Despite the massive crowds, everyone was very nice at PAX. People would say excuse me if they bumped into you and hold the door open for one another. The environment inside the convention was very friendly with a general gamer camaraderie, which is refreshing considering all the animosity often seen towards female gamers online. I didn’t see any of that in the convention; no one was questioning any ladies’ geek status or claiming the cosplayers were just seeking attention. If this happened it wasn’t in my presence at least, and for that I am grateful, because kicking ass and taking names can get kind of tiring. But really, I know we’ve got a long way to go as far as equality in the industry, but it’s always refreshing to see progress.

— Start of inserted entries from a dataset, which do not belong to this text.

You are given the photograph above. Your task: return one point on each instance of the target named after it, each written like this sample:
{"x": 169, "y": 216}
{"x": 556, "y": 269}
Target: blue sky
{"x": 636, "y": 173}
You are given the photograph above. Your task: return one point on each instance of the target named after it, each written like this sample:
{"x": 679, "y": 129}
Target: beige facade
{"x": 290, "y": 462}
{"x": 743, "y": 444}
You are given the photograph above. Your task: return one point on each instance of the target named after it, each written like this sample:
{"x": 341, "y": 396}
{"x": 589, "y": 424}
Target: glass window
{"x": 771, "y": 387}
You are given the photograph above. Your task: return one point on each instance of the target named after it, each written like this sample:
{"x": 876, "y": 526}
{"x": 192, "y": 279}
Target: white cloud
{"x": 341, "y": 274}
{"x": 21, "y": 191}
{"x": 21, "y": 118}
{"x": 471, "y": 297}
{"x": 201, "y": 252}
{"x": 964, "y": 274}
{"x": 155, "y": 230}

Speaking of cosplay, everyone looked amazing! PAX cosplayers really step up their game with the level of detail that goes into their cosplays. There were also a lot more cosplayers than I had anticipated. It had always been stressed to me that PAX wasn’t about the cosplay but about the demos and swag, so I came expecting very few cosplays. While there aren’t as many cosplayers as you’d see at, say, Sakura Con or ECCCC, there were definitely quite a few and I can tell the cosplay community at PAX is growing. The con itself even had a place for cosplayers to go and take a break, cleverly named the Cospitality Lounge. Cute name right? You weren’t allowed in unless you were in a cosplay or accompanying a cosplayer. This allowed people to take a much needed break from cameras. I debuted my Fat Princess cosplay on Saturday of PAX and took the opportunity to check out the lounge. It was pretty great. They had stations with supplies for repairing cosplays, along with a photo booth and free water. I hope more cons take note and offer spaces like this for cosplayers.

The best thing for me was that there is something for everyone at PAX. Whether you’re a seasoned, hardcore gamer or a vaguely interested passerby, there is something that’ll interest you. There’s also something for every type of gamer; mobile, PC, console, and tabletop.

I’ve never considered myself much of a gamer, I’m kind of hopelessly bad at most games and stick to the role of spectator as a result. Some bad experiences with elitists when I was younger left the taste of gaming with anyone other than close friends and family kind of sour to me. Despite that, I felt genuinely excited to try games in public for the first time in a very long time. Everyone was very encouraging and didn’t mock my hesitance to play at times or make fun of me when I did poorly. I had a wonderful time at PAX Prime and would love to become a regular attendee, assuming I can score tickets again.